Zurück in die Zukunft
Um dessen Charme zu erkennen, hilft vorab ein kleiner Blick zurück. Fußball-Experten (und alle, die sich dafür halten) sind sich bekanntlich fast nie einig. Über eines dann aber doch: Deutschlands Nationalmannschaft, die 1972 Europameister wurde, gilt bis heute als das spielstärkste Team in der DFB-Geschichte. Nur - kaum jemand weiß noch, wie Beckenbauer, Netzer & Co. sich damals eigentlich zum Titel gespielt haben.
Es gab eine Qualifikation mit 32 Mannschaften in acht Gruppen, Hin- und Rückspiele (1970/71) in den jeweiligen Ländern. Im Viertelfinale spielten die acht Gruppensieger, ebenfalls mit Hin- und Rückspielen (April/Mai 1972) in den jeweiligen Ländern.
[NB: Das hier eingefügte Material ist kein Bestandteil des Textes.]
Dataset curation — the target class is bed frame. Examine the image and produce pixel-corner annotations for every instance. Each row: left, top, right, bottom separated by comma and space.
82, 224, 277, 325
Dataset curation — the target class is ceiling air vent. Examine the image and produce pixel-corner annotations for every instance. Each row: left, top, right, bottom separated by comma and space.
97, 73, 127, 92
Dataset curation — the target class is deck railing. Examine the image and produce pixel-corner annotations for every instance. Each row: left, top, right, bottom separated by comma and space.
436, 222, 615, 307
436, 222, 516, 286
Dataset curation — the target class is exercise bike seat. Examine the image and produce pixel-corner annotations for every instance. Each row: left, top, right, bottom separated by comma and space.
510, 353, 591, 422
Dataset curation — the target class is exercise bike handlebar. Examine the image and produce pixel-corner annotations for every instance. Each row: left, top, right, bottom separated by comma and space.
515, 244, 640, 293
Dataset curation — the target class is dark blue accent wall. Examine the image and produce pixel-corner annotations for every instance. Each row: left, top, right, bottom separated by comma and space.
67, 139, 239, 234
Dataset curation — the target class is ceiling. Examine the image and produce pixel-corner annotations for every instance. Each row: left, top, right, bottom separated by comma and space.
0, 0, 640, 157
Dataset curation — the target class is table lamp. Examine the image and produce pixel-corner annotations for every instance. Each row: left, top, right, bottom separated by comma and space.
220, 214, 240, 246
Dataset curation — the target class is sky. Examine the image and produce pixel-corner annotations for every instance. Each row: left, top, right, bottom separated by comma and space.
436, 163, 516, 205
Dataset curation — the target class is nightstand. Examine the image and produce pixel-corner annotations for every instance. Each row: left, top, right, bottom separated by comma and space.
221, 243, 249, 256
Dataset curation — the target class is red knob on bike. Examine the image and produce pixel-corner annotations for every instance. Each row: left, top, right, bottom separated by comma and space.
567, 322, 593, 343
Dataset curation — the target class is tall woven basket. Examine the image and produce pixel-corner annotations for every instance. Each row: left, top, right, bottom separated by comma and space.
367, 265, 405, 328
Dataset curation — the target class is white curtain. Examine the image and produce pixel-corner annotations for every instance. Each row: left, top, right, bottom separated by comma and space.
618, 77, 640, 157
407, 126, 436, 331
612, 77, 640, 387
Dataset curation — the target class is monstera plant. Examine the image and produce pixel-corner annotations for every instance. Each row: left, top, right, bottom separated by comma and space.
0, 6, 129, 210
Als die Halbfinalisten feststanden (und erst dann!), wurde Belgien als Gastgeberland der Endrunde bestimmt. Die bestand nur noch aus den Halbfinals, dem Spiel um den Dritten Platz und dem Endspiel im Juni 1972, das Deutschland mit 3:0 gegen die Sowjetunion gewann.
Et voilà: So könnte es wieder sein. Die Qualifikation heißt dann eben nicht mehr Qualifikation, sondern ist regulärer Teil der EM. Es sind nicht 24 Mannschaften, sondern sogar 32. Das Turnier findet in allen Teilnehmerländern statt, nur Halbfinals und Finale werden an einem einzigen Ort gespielt (wann man den festlegt, ist egal).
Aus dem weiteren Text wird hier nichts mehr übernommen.